A patient at King’s College Hospital in London played the violin while surgeons removed a tumour from her brain.
The unusual approach was taken to ensure areas of the patient’s brain responsible for delicate hand movement and coordination – crucial components when playing violin – were not damaged during the procedure.
Dagmar Turner, 53, a management consultant from the Isle of Wight, was diagnosed with a brain tumour in 2013.
When non-surgical treatment was not successful a decision was made for an operation in 2019.
The committed violinist, who plays in Isle of Wight Symphony Orchestra and various choral societies, was worried she might lose her music skills as a result of the operation.

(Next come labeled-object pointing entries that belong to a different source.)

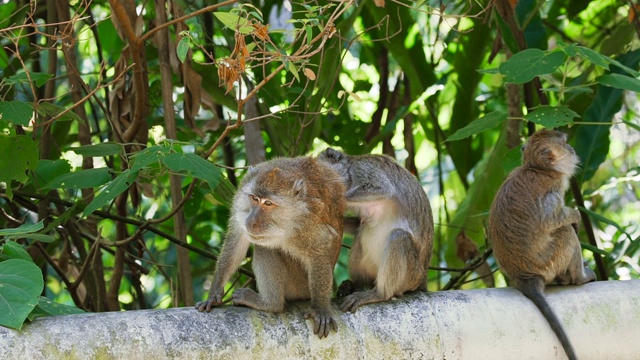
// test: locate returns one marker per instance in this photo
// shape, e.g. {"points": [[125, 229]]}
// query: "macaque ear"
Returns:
{"points": [[332, 154], [299, 188]]}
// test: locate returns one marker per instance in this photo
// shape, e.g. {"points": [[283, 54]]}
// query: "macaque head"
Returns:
{"points": [[548, 149], [269, 203]]}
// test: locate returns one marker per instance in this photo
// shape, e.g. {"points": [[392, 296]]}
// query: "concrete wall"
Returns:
{"points": [[602, 319]]}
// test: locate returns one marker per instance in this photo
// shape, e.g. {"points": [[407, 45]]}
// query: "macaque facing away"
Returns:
{"points": [[292, 211], [394, 240], [533, 232]]}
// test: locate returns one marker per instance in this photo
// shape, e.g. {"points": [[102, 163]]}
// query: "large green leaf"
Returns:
{"points": [[149, 156], [527, 64], [20, 286], [619, 81], [17, 112], [592, 142], [82, 179], [19, 154], [479, 125], [47, 170], [13, 250], [194, 165], [104, 149], [116, 187], [552, 116]]}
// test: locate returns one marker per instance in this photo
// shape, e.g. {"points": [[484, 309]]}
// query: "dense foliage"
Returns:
{"points": [[126, 126]]}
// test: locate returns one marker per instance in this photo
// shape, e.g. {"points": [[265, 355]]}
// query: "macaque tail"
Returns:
{"points": [[533, 288]]}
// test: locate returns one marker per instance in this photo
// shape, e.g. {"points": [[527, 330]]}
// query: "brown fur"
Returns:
{"points": [[292, 211], [532, 230], [394, 240]]}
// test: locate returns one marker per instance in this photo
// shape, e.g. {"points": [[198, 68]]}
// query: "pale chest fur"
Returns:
{"points": [[378, 219]]}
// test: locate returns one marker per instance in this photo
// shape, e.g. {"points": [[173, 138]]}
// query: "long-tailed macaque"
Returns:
{"points": [[394, 240], [533, 232], [292, 211]]}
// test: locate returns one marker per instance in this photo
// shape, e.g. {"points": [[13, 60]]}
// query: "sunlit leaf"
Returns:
{"points": [[98, 150], [194, 165], [619, 81], [20, 286], [552, 116], [148, 156], [14, 250], [82, 179], [18, 112], [19, 154], [183, 48], [116, 187], [487, 122], [527, 64], [233, 22]]}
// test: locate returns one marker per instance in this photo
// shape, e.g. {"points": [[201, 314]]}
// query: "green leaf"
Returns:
{"points": [[116, 187], [23, 229], [183, 48], [487, 122], [292, 69], [20, 286], [98, 150], [82, 179], [595, 57], [591, 143], [620, 82], [149, 156], [47, 307], [14, 250], [47, 170], [19, 154], [552, 116], [527, 64], [233, 22], [194, 165], [18, 112], [22, 78]]}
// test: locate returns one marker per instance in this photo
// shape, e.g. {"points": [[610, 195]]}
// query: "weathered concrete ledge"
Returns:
{"points": [[602, 319]]}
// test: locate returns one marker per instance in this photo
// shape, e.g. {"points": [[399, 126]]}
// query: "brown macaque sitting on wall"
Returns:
{"points": [[532, 231], [292, 211], [394, 240]]}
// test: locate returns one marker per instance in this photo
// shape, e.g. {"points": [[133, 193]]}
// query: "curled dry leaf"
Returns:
{"points": [[309, 74], [262, 31]]}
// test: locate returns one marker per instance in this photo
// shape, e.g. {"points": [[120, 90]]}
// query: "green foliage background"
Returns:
{"points": [[121, 145]]}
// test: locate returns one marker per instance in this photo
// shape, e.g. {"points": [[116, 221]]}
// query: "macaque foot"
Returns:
{"points": [[210, 303], [323, 323], [357, 299]]}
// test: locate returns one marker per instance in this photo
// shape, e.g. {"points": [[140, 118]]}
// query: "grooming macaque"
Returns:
{"points": [[292, 211], [532, 231], [393, 243]]}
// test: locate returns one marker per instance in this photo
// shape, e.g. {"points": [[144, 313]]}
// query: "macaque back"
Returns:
{"points": [[394, 239]]}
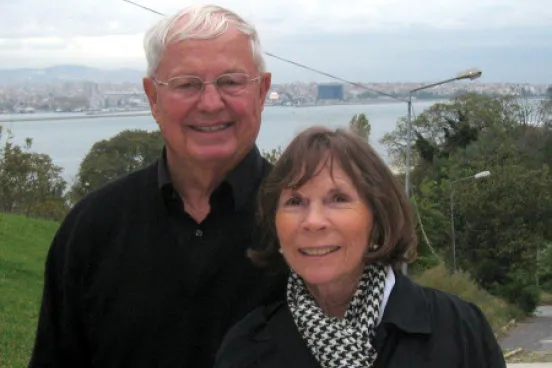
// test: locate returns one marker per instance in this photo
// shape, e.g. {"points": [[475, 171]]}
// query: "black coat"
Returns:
{"points": [[421, 327]]}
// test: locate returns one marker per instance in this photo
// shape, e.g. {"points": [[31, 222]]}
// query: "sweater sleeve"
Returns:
{"points": [[60, 338]]}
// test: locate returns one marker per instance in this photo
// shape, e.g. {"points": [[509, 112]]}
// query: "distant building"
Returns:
{"points": [[330, 92]]}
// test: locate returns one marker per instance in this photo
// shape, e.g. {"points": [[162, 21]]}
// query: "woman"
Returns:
{"points": [[339, 223]]}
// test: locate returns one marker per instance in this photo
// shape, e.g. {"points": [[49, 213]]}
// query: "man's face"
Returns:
{"points": [[211, 126]]}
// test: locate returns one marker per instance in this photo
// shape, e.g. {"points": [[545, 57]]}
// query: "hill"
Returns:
{"points": [[24, 243]]}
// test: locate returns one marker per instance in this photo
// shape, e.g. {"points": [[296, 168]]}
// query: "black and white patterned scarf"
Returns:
{"points": [[335, 342]]}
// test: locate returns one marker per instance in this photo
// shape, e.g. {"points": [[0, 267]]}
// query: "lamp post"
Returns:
{"points": [[470, 74], [479, 175]]}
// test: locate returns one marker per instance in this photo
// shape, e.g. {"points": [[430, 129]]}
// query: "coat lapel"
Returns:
{"points": [[294, 351]]}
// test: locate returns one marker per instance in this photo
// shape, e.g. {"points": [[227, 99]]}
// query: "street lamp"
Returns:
{"points": [[479, 175], [470, 74]]}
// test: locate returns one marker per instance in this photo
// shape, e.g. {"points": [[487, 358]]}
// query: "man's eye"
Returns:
{"points": [[294, 201]]}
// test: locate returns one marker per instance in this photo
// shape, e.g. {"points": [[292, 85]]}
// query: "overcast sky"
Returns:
{"points": [[365, 40]]}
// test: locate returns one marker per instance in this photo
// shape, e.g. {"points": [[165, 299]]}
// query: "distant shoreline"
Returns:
{"points": [[28, 117], [68, 116]]}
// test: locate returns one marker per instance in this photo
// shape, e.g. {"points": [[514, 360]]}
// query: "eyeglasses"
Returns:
{"points": [[189, 86]]}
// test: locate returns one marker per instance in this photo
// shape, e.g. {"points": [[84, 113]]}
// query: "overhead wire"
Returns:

Doctors at King's College London devised a means to reduce the risk of damage to what they call "delicate hand movements" by waking her up mid-procedure so she could play.
Professor Keyoumars Ashka, a consultant neurosurgeon at the hospital said this was the first time a patient played an instrument during a procedure despite performing around 400 tumour removals a year.
Professor Ashka said: “We knew how important the violin is to Dagmar so it was vital that we preserved function in the delicate areas of her brain that allowed her to play.
"We managed to remove over 90% of the tumour, including all the areas suspicious of aggressive activity, while retaining full function in her left hand.”
Dagmar Turner added, “The violin is my passion; I’ve been playing since I was 10 years old.
"The thought of losing my ability to play was heart-breaking but, being a musician himself, Prof Ashkan understood my concerns."
The surgery was a success, and the patient was discharged three days later.